Dr. Chad Heatwole, a Cure SMA-funded researcher, and his team have published a paper in the Journal, Muscle Nerve, titled “The Spinal Muscular Atrophy Health Index (SMA-HI): A Novel Outcome for Measuring How a Patient Feels and Functions.”
This project, funded by Cure SMA, focused on developing a multi-faceted, disease-specific, patient-reported outcome to measure an SMA patient’s perception of their disease burden. The U.S. Food and Drug Administration (FDA) has emphasized the importance of the patient voice in both drug approval and drug access. The SMA-HI captures such data by allowing patients with SMA to provide direct input into their overall disease state and how they feel and function in the context of a clinical trial.
Dr. Heatwole and his team used data from a cross-sectional study of 359 international adult patients with SMA to identify the most relevant symptoms to include in the SMA-HI. They designed and validated this instrument to specifically capture disease burden of SMA patients in the context of clinical trials. The items and themes included in this instrument represent the symptomatic concepts of greatest importance to this population, as reported by patients through interviews and surveys. Fifteen adult patients and 5 patients aged 8 to 15 years participated in semi-structured qualitative interviews and found the SMA-HI to be comprehensive, easily completed, and to have clear meaning.
The SMA-HI total score demonstrated an intrinsic ability to differentiate between distinct subgroups of SMA patients with different levels of disease severity. The differences in SMA-HI total scores between various patient groups provide an important clinical reference for interpreting changes in SMA-HI scores in future clinical trials.
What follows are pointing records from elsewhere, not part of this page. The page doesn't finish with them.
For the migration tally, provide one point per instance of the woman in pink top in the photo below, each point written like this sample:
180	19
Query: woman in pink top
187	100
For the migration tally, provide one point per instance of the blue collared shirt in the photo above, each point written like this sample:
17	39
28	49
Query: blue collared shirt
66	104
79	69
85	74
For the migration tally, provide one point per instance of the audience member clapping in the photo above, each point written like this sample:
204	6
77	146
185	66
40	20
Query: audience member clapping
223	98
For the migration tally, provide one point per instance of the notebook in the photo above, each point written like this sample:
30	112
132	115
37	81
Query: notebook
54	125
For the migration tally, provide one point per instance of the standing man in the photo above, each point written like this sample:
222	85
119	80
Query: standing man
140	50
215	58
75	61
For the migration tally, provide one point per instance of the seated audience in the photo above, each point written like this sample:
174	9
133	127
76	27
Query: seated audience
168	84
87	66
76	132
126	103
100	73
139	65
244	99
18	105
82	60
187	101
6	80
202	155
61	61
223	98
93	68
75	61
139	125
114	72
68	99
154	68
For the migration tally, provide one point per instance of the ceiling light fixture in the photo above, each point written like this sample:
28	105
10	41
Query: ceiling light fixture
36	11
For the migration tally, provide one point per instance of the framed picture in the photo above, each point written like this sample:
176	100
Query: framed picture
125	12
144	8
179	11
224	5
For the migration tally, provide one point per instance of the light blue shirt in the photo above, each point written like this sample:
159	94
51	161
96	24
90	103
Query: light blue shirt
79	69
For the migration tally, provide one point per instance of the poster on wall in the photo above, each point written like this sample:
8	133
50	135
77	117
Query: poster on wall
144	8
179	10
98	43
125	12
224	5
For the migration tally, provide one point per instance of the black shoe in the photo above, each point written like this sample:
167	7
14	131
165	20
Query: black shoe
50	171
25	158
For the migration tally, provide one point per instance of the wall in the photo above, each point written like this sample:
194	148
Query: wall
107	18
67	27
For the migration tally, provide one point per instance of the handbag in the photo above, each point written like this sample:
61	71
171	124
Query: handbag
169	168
While the selection of SMA-HI questions focused on generating an instrument appropriate for older children, teenagers, and adults with SMA, the authors acknowledge that many of their validation steps involved participants 18 years of age or older. Despite this limitation, beta interviews with older children and teenagers with SMA suggested the relevance and usability of the SMA-HI in younger SMA patients. Additional validation studies are warranted to further demonstrate the utility, appropriateness, and performance of this instrument in the pediatric and adolescent SMA populations. Cure SMA has completed such a trial. The analysis of this research is currently underway and will provide further data regarding this instrument as a potential marker of therapeutic benefit and disease progression in younger SMA patients.
The SMA-HI has the potential to impact the SMA research community by providing researchers and clinicians with a mechanism to monitor a patient’s perception of their health in multiple symptomatic domains over time. Our thanks to Dr. Heatwole and his team for their great work in generating this important and novel outcome measure.